Provincial / State sides
- Years: Team / Apps / (Points)
- 1995-96: Glasgow District / 1 / (0)

= John MacLeod (rugby union) =

Scottish rugby union player

John MacLeod (born 20 February 1973) is a former rugby union player Born in Scotland, he played for the professional Glasgow provincial side now called Glasgow Warriors - in the 1996-97 season; the first season of professionalism in Scottish rugby union. MacLeod played at the Fly-half position.

MacLeod played at amateur level for Glasgow High Kelvinside; and was called up for the amateur Glasgow District side only once before the province turned professional. In the 1995-96 season he was picked to play for Glasgow District against North & Midlands. Glasgow lost this game 13-21 and thus they did not qualify for the 1996-97 season's Scottish Heineken Cup places.

The GHK fly-half was to play in three of Glasgow's five games in the European Conference of 1996-97 season, now the European Challenge Cup. He replaced Calum MacGregor who was dropped.

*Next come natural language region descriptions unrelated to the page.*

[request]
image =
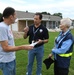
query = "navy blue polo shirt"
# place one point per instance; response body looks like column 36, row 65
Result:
column 37, row 33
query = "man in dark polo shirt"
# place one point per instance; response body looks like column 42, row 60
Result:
column 36, row 32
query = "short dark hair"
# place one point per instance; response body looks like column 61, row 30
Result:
column 7, row 12
column 40, row 15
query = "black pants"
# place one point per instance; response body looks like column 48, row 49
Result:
column 60, row 71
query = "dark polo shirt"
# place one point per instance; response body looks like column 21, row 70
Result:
column 37, row 33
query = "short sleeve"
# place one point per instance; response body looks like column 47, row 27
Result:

First up for him was a match against Sale Sharks at Glasgow's Hughenden Stadium. Glasgow was convincingly beaten by 29 points to 9. A few days later the second match was played; a real away drubbing against AS Montferrand - now Clermont - ensued, with Montferrand running out 76-9 winners. Finally an away match against Newport RFC ended up with Newport winning 25-10.

After these defeats MacLeod himself was dropped in favour of Andrew Garry at fly-half for the final match against Agen, at Hughenden. However Glasgow lost this home match too. Glasgow ended up fourth in their pool and did not qualify for the next round.

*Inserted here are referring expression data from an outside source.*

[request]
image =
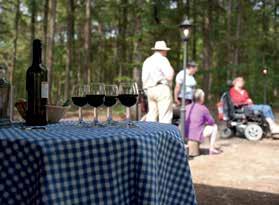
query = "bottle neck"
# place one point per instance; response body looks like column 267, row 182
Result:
column 37, row 53
column 37, row 59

MacLeod was to fare better in the Glasgow High Kelvinside - Glasgow Academicals derby match in October 1996 when GHK outplayed Accies in a resounding win; MacLeod scoring a penalty and conversion in the game.

When GHK and Accies merged in 1997, MacLeod played for the newly merged team Glasgow Hawks. Both GHK and Accies survived the merger as lower league teams and in 2002 MacLeod was back playing for Glasgow High Kelvinside.